The logic goes: “in order to protect your freedom (from a few minor threats that are about 2,000 times less likely to kill you than yourself), we will take it away (so you never pose a major threat to the government).

I digress; Cuba, in contrast to France, has fallen 8 points in the index. Apparently warming relations with the US and a decision by state telecom operators to cut the cost of internet provision in half has led to this increase. US internet providers will also be able to do business in the country, further reducing costs… seriously? The NSA now gets direct access to the Cuban people, and American corporations get to take over the Cuban internet, and that is why they are freer??
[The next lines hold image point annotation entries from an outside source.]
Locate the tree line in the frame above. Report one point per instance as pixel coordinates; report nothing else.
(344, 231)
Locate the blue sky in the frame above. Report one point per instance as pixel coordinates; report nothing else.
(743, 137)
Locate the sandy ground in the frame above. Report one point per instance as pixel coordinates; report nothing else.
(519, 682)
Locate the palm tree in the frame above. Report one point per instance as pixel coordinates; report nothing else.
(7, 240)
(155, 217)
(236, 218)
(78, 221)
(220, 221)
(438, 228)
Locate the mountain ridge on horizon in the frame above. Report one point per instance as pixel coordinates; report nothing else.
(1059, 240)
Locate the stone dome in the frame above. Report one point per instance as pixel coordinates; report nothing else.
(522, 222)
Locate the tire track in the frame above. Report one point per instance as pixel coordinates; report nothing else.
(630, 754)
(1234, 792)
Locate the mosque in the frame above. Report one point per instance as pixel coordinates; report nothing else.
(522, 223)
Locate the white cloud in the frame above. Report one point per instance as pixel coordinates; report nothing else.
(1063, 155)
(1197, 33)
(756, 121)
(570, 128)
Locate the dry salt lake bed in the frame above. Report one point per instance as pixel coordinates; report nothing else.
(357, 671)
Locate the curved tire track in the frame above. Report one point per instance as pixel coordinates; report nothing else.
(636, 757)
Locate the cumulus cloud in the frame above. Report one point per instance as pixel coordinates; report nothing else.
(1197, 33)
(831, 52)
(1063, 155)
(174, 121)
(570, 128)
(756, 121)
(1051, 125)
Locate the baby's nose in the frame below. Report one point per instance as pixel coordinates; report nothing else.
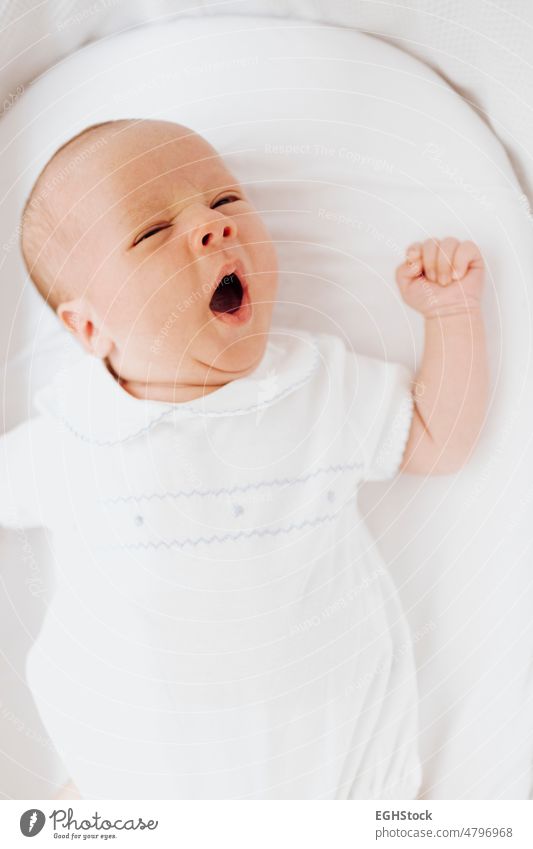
(212, 233)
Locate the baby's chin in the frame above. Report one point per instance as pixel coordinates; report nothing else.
(241, 353)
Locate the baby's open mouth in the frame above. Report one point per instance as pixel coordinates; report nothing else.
(228, 295)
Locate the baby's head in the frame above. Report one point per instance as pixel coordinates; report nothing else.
(152, 256)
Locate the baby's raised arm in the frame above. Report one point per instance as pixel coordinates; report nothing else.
(444, 281)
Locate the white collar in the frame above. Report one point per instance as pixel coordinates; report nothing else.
(93, 406)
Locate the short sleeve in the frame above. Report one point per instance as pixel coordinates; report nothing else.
(382, 413)
(24, 455)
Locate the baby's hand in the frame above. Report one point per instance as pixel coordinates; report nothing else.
(441, 277)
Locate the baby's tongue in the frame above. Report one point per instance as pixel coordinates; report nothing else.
(227, 297)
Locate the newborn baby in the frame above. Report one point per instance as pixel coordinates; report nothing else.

(Of course, Listed right there under “donors”: U.S. State Department’s Bureau of Democracy
Human Rights and Labor (DRL))

The US’s score remains unchanged from 2014; apparently Net Neutrality (the government being able to regulate the internet as though it were a utility… by censoring it etc… in order to “protect” us from corporations that already bribe them…) balances out the government’s calls for restrictions on encrypted communications and the intimidation and arrest of online journalists who had taken photos of police harassment cited in the report itself.
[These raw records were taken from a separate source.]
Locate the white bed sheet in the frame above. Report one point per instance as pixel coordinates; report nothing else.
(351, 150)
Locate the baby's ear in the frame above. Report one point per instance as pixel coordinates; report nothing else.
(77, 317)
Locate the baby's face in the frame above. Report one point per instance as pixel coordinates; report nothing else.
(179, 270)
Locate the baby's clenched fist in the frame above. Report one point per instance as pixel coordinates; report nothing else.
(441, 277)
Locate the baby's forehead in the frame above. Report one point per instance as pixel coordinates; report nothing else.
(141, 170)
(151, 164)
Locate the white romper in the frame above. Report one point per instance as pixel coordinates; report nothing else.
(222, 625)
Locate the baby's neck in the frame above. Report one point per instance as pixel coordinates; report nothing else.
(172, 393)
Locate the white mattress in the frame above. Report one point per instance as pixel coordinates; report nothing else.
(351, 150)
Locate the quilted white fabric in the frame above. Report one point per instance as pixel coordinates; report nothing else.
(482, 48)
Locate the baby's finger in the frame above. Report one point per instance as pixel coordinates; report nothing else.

Interestingly, the US only gained two points in 2013’s report, the period of time when Edward Snowden revealed that the NSA was spying on everyone and the prosecution and subsequent suicide of Aaron Swartz…

Must be the DRL’s doing…

Anyway, the report concludes that internet freedom has decreased worldwide in these key respects (though not in the US of A… despite the fact that every one of these things also apply to it):

  • Content removals increased: Authorities in 42 of the 65 countries assessed required private companies or internet users to restrict or delete web content dealing with political, religious, or social issues, up from 37 the previous year.
  • Arrests and intimidation escalated: Authorities in 40 of 65 countries imprisoned people for sharing information concerning politics, religion or society through digital networks.
  • Surveillance laws and technologies multiplied: Governments in 14 of 65 countries passed new laws to increase surveillance since June 2014 and many more upgraded their surveillance equipment.
  • Governments undermined encryption, anonymity: Democracies and authoritarian regimes alike stigmatized encryption as an instrument of terrorism, and many tried to ban or limit tools that protect privacy.